Where the earlier version of the film simply had an enlarged fly head and one limb stuck on the scientists body (interesting that he is still able to function seeing his brain was attached to his now small head on a fly's body) here we see Brundle slowly change as his and the fly's genes slowly mutate into something new. An allegory for the AIDS or cancer generation no doubt but it allowed Cronenberg to fully explore his own passion for ultimate body horror; how one reacts and what one does when your own body is fighting so strongly against your mind and your natural instincts. Make up for this piece is exemplary for its time and has more weight and depth to something which now would be achieved with copious amounts of CGI. Chris Walas and Stephen Dupuis took away an Oscar for their work and it was so deserved. The decay as Brundle falls apart, as his body changes from human to mutant is still shocking and still to this day holds its own against other transformations which have since been on screen. But it's really not just the make-up which should have been recognised, it's just that the awards in 1987 were awash with a number of excellent films form the past year; Platoon, Blue Velvet, Salvador, Mona Lisa and Aliens to name but a few.
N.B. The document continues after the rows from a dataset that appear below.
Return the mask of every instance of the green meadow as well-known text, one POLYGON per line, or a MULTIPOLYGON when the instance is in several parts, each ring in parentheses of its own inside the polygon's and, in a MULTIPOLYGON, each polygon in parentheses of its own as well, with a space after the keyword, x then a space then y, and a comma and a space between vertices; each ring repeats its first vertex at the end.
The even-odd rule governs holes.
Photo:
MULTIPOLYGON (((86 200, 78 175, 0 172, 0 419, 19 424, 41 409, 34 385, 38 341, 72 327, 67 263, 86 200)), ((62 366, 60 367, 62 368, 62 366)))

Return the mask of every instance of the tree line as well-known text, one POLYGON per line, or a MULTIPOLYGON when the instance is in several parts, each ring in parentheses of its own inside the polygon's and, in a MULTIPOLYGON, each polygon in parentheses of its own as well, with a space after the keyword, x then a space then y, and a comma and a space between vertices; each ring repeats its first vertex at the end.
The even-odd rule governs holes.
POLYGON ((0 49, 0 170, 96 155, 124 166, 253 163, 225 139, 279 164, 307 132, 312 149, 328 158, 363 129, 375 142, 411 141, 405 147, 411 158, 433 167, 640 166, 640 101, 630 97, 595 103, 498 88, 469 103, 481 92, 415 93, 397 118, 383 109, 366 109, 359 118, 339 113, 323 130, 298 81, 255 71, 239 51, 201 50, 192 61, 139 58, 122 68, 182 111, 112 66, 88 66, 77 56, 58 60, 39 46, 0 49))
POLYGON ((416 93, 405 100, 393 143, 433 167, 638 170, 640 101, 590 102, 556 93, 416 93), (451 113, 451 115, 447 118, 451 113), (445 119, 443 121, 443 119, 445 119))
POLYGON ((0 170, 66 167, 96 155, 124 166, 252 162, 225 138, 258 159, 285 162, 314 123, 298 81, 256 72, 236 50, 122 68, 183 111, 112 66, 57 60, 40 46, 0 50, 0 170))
Cronenberg has had an illustrious career but this has to be regarded as one of his best works, he took a fledgling storyline and padded it out to enable the audience not to simply just watch the film but empathise with the main characters involved and that's always some feat. His regular team made him proud that day with long term collaborator Howard Shore producing an aching track which in itself would make some members of the audience weep as it sums up the agony of our two main protagonists. Acting, special effects, make-up, set design are all excellent and this was a project were it all came together and in the end produced a work which has lasted well over the past two decades and will no doubt still be one which aficionados refer back to in the years that come.
I've always enjoyed Cronenberg's works and The Fly will always be highly recommended by me, even though the older I get I do have to cover my eyes a little at the Fly Vomit. It's one of the few remakes which eclipse the original by a country mile. You might say it's head and shoulders over the original 1958 offering.